企業版ふるさと納税について

税理士法人とどろき会計事務所

橋本 崇浩

 企業版ふるさと納税とは、地方創生のための取り組みで、正式には「地方創生応援税制」といいます。国が認定した地方公共団体の地方創生プロジェクトに対して、企業が寄附を行った場合に法人税額等から税額控除ができる制度であり、平成28年にスタートしています。個人のふるさと納税とは異なり返礼品が届くというものはなく、税の軽減効果も最大6割であったことから、認知はされつつあったものの大きな広がりとまでは進んでいませんでした。

 令和2年度税制改正で、最大6割であった税の軽減効果が最大で約9割まで引き上げられました。これにより実質的な企業負担が約1割となり、活用のメリットが大きくなったことから再注目されました。さらに、近年のSDGsやESG投資への関心の高まりも重なり、内閣府資料によると、令和3年度の企業版ふるさと納税の寄附実績は、金額と件数ともに前年度比約2倍となり、取り組む企業が大きく増えたことがわかります。

 企業版ふるさと納税を活用するメリット

  • 地方公共団体のホームページや広報、寄附事業で整備された施設の銘板に社名が記載されることもあり企業のPRになり得ます。
  • 企業版ふるさと納税を通じて、地域が抱える様々な社会課題、例えば環境保全や人材育成、まちづくりなどを支援することで、企業としての社会貢献が可能となります。また、地方創生プロジェクトにはSDGsやESGに寄与するものもあります。
  • 被災地の復興に直接的に大きな支援が行えたり、創業地や縁のある地へ恩返ししたりすることができます。
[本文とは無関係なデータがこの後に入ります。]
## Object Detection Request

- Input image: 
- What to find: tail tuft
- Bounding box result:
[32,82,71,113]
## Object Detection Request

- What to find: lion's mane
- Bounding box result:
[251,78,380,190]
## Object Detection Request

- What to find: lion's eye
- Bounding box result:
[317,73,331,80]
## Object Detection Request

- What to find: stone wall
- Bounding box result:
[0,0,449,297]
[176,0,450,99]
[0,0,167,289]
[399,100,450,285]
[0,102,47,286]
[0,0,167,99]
 先日、私が関与させていただいているお客様でもこの制度を利用し、自治体に多額の寄附をされ税額控除を受けられました。計算すると実際の軽減効果は70数%(地方税など税目ごとに限度額があり必ず9割になるわけではありません)ではありましたが、目的に沿った寄附が行えたことで、お客様の目的が果たせたとともに税メリットも得ることができました。これからも当制度は少しずつ広がっていくと考えられますので、ご興味のある方は各担当者にご確認いただくとともに、企業版ふるさと納税ポータルサイト(内閣官房・内閣府総合サイト)よりご確認いただければと思います。